As inspiration to all garage-based tuners, tweakers and mechanics, Chuck Graves shows SSB how he created his own factory-backed race team and aftermarket parts company.
Tucked into its own little corner of California's porn capital is Graves Motorsports. If you own a Yamaha, you'll likely recognize the name. Even if you aren't keen on the blue and white, you've likely come across a Graves logo during one of your perusals of the Web in search of sick custom bikes and controversial forum discussions.
But how did company owner Chuck Graves move from a fruitful career as a roadracer to an aftermarket parts supplier and race team owner? We headed up to Graves' Van Nuys-based facility to have a word and check out how Graves Motorsports' trick parts make it from his backyard to our bikes.
Graves was always a tuner kid at heart, and he found himself working on his own rides more than he rode them. He remembered when the tuning bug bit him, "Back when I had my first bike, a $25 Honda 50, I made a top triple clamp out of wood with my Dad's tools.
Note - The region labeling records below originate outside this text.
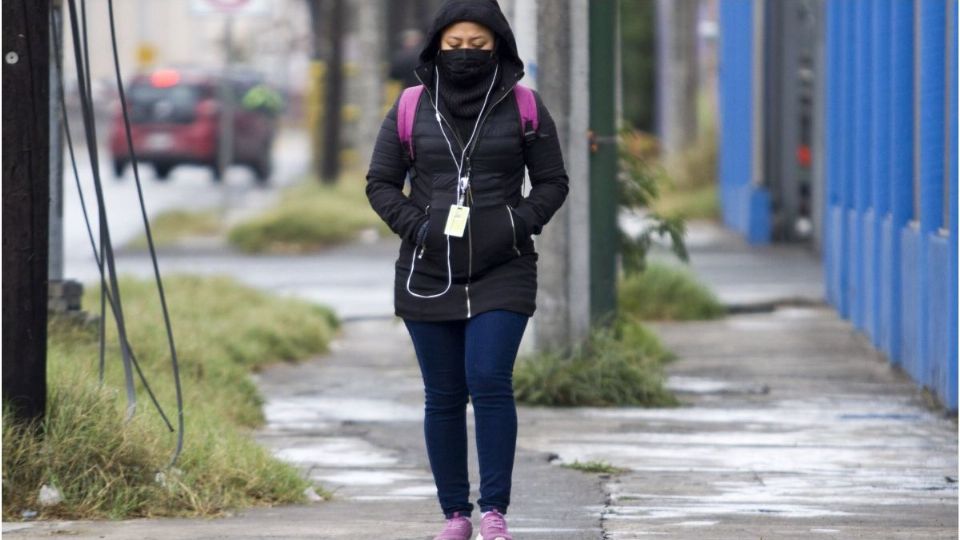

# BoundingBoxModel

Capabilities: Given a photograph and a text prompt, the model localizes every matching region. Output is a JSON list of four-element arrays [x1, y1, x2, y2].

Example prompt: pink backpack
[[397, 84, 540, 160]]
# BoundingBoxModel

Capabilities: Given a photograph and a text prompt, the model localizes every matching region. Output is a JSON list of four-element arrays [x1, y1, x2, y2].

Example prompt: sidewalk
[[3, 221, 957, 540]]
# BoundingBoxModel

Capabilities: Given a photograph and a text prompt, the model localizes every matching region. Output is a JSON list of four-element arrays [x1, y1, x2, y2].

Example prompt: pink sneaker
[[477, 510, 513, 540], [433, 512, 473, 540]]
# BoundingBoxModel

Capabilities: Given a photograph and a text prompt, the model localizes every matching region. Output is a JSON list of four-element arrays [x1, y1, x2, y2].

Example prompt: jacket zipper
[[464, 81, 519, 319], [415, 73, 519, 319], [506, 205, 520, 257], [417, 204, 430, 259], [463, 186, 473, 319]]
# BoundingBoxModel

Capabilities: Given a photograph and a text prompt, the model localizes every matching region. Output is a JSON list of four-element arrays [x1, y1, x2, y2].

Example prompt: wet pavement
[[524, 308, 957, 540], [9, 192, 958, 540]]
I broke it minutes later going off a jump, but I was into making stuff that I thought would work better as a kid."
Years later, Graves was setting lap records at Willow Springs while throwing some wrenches around on his bikes too. But as his side work fixing bikes grew, he had less time for racing. A brief period with Kerker exhausts and Dynojet helped further his technical knowledge beyond the hands-on stuff, and his expertise as a mechanic continued to grow each year.
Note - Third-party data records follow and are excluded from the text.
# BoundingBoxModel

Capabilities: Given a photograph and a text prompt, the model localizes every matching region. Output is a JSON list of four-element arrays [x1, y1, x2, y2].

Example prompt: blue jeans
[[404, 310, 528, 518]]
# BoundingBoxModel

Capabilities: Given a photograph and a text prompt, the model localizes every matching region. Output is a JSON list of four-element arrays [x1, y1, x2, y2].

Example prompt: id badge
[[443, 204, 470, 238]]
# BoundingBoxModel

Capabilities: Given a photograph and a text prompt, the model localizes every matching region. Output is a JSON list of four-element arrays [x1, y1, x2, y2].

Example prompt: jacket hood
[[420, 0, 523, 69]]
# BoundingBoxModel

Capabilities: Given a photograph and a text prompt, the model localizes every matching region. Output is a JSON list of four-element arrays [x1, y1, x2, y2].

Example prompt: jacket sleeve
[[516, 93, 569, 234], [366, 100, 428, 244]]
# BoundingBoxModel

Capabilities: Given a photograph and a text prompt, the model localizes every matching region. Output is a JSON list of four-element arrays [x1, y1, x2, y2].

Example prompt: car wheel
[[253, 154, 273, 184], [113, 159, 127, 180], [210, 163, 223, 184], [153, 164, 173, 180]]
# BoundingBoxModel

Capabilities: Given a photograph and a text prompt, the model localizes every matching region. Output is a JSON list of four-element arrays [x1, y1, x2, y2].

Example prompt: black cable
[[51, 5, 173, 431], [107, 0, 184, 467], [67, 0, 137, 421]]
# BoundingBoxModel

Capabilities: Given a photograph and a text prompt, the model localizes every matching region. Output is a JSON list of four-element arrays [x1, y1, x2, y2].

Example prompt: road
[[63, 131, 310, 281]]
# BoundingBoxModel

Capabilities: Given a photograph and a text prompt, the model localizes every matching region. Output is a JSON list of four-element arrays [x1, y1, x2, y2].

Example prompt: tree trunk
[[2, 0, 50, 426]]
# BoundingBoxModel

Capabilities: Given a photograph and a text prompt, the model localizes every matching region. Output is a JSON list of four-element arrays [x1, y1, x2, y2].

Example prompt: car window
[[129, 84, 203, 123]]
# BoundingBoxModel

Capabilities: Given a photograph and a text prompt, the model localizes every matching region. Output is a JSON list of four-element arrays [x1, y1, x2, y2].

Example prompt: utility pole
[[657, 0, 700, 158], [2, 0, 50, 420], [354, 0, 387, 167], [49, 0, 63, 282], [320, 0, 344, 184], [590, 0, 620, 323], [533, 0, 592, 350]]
It was the AMA's Formula Extreme series that Graves developed a passion for, because the "anything goes" tuning allowance left the door wide open for someone daring and knowledgeable. But as more and more rules were imposed, he lost the motivation to build. Until 1998, that is.
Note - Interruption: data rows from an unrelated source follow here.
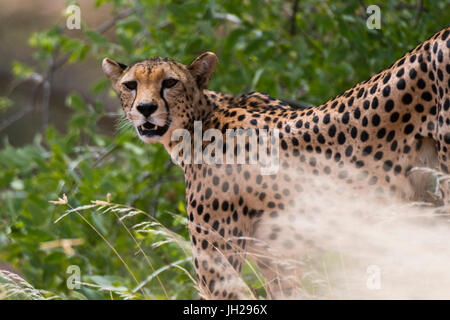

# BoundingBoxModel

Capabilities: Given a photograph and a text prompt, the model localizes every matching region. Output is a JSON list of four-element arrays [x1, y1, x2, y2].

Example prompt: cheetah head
[[102, 52, 217, 144]]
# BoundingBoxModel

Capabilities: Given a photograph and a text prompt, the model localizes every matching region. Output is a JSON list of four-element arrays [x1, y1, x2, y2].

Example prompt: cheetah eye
[[123, 81, 137, 91], [162, 78, 178, 89]]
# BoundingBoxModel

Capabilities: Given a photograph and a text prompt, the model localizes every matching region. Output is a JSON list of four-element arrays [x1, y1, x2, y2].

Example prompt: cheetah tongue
[[142, 122, 158, 130]]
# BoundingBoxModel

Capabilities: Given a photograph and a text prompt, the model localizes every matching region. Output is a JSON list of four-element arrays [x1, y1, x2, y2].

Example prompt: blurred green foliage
[[0, 0, 450, 299]]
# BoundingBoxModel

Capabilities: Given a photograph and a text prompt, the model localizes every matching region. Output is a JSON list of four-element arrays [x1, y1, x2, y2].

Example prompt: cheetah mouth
[[137, 121, 169, 138]]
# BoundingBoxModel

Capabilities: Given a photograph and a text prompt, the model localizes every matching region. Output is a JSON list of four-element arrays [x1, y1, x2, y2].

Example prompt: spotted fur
[[103, 28, 450, 299]]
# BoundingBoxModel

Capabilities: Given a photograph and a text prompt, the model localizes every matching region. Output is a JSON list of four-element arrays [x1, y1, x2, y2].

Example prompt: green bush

Yamaha's R1 hit the scene, and Graves took immediate notice. The ever-growing list of rules was hindering Graves' ability to tune his FX bikes, but the new R1 was just what he hoped for. "The bike was exactly what I thought it needed to be-small, light and powerful."
Graves continued to compete in the Formula Extreme series with good success, but just as his annoyance with the AMA rulebook became overwhelming, the Superstock class opened up and seemed like the obvious route. Now there was a place where the parts his company had been making for several years could really perform and bring out the best of his bikes. Graves expressed a bit of frustration about the confusion around his race team and the parts he was now making available to consumers. "I always wanted to bridge the gap between race products and the consumer, but a lot of people either thought Graves is part of Yamaha or an actual dealership. We're neither, though. Graves is a race team and an aftermarket-parts provider. After spending so much time developing parts, I wanted to share them with everybody, and that's how the aftermarket side of it really started to grow."
From a scrappy kid in the garage to an established racer with a stack of personal trophies to a factory-backed race team, Chuck Graves has truly come up through the ranks. And like the many garage-based builders who are developing go-fast parts or bling bits for their own rides, there might be bigger and better opportunities just around the corner.